Building Codes and Zoning are orthogonal concepts. Japan has more lax zoning than the US at large more more stringent building codes.
In "communism works because the cows are spherical, friction is 0 and gravity is 10" example land sure.
In reality building code is how a huge amount of back handed regulation is done. When the powers that be can't make a particular rule, because of other laws, or because of precedent to the contrary, or because the peasants wouldn't stand for it, what they do is they adopt a ridiculous code and then slap a "can be waived at the discretion of board X" on it. This way they can make the thing they don't like a non-starter economically for most people.
In my city you can park a semi trailer as storage.

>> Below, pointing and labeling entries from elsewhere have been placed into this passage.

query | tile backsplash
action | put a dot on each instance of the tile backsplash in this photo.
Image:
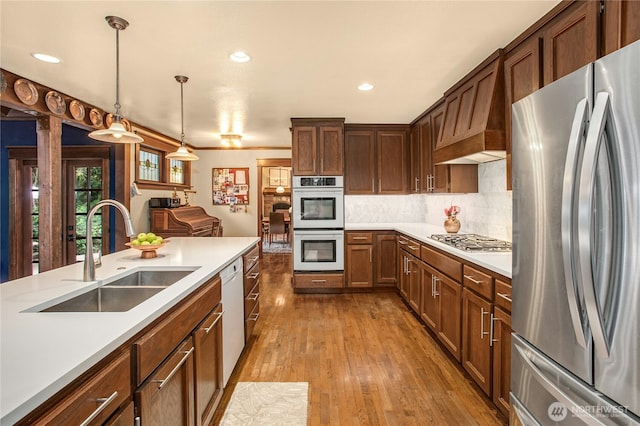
(487, 213)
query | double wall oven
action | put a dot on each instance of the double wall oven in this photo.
(318, 223)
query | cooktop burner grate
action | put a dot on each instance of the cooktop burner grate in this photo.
(472, 242)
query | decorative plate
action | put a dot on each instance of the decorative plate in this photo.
(77, 110)
(26, 91)
(3, 83)
(55, 103)
(96, 117)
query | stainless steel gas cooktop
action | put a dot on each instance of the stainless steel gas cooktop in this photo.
(472, 242)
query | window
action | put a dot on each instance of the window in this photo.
(154, 170)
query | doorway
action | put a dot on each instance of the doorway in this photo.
(85, 181)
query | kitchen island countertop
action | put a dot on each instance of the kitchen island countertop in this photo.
(41, 352)
(498, 262)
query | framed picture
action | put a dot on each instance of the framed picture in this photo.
(230, 186)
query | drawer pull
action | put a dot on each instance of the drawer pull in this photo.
(175, 369)
(505, 297)
(473, 280)
(208, 329)
(101, 407)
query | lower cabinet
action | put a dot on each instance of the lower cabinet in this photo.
(207, 341)
(167, 396)
(476, 339)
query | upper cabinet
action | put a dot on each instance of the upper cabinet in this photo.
(317, 146)
(621, 24)
(473, 123)
(376, 159)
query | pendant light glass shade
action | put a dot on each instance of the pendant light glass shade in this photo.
(116, 133)
(182, 153)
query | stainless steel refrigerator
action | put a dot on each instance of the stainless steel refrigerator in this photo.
(575, 355)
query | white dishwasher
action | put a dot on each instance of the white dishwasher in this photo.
(233, 318)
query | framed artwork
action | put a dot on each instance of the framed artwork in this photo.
(230, 186)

But it counts as a "structure" and because it's not a commercially manufactured shed, car port, stick framed garage or litany of other exemptions you have to go through the "everything else" process which includes all the "normal code shit" that any other non-exempt structure would hav to go through like an engineered foundation and snow loads and all sorts of other stuff that's just inappropriate. They have a similar set of BS they use to prevent DIYers from erecting kit buildings.
That's the simplistic view but not true in reality. Where I live the zoning law itself creates code exceptions -- for instance where I live my zone explicitly says there is no enforcement mechanism for codes, which effectively makes the building code (redefined as, essentially nothing) part of the zoning.
So zoning can turn de jure code requirements into de facto nulled or altered.